Phung said he even found a glass Gatorade bottle — which hasn't been sold in the United States for 13 years. According to Phung, it was so bad that Living Lands and Waters decided to devote the month of March for the next four years to cleaning the lake.

Phung and Cockrum weren't convinced that it would be enough.

"We figured if it was just a yearly thing, it was just going to build back up as if we didn't do anything," Phung said. "So it motivated us to pursue a monthly or regular cleanup of the area to make progress until Living Land and Waters returned to it."

Cockrum said that he has seen a large oil drum, appliances, a shopping cart and athletic equipment in the lake. Volunteers at the spring break cleanup even found a prosthetic leg floating on the water.

"I don't know how some of that stuff ends up there," Cockrum said. "It's crazy — hundreds of yards of floating trash. That trash sits there, and it will remain there, and any of the chemicals in it will get into the water supply, polluting the water and polluting the land."

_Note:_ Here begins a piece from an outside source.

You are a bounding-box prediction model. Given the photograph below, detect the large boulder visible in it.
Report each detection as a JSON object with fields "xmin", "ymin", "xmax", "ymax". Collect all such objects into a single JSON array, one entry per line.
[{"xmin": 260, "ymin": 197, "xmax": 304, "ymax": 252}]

Unfortunately, he said, volunteers at the spring break cleanup did not have the means to clean the thousands of plastic bottles they collected so they could be recycled. Cockrum said he hopes to someday be able to coordinate a "Recycle Day" where they can gather, clean and recycle the bottles.

Cockrum cited two main causes of this pollution problem. The first is Memphians' habits of overusing plastic bottles and not taking pride in their neighborhoods.

"The second problem," he said, "is that once trash gets into the Nonconnah, we have no way of stopping it from going in the river — no filter."

Cockrum acknowledged that with Memphis' current budget issues, it would be hard to find the funding to put a system in place to catch trash before it gets to the river. For now, groups of trash-collecting volunteers will have to do.

Cyndy Grivich, program coordinator for the Memphis City Beautiful Commission, said she hopes to reschedule for sometime in the summer.

"We are going to watch the water stages to make sure everything is safe and go back and do a cleanup," she said. "We will still have the full backing of the City of Memphis and Mayor Wharton."

Eldra White, executive director for the Memphis City Beautiful Commission, said that The U of M has been instrumental in efforts to protect the city's environment.

"The University of Memphis has helped first by providing volunteer support," White said, "and also by sending a message to fellow students to organize cleanup efforts on their own."

Phung said he has been extremely pleased with the response of U of M students and their willingness to help and has received support from many campus organizations.

"It's a community problem that the people of Memphis should be involved in," Phung said. "This is our city, and we should take care of it and not just hope that someone else would for us."

Phung said that he sees this service as a way to give back to the city that has given him so much.

"We don't have to make big bucks to do good in the world," he said. "Something small and simple like picking up trash can make a big difference."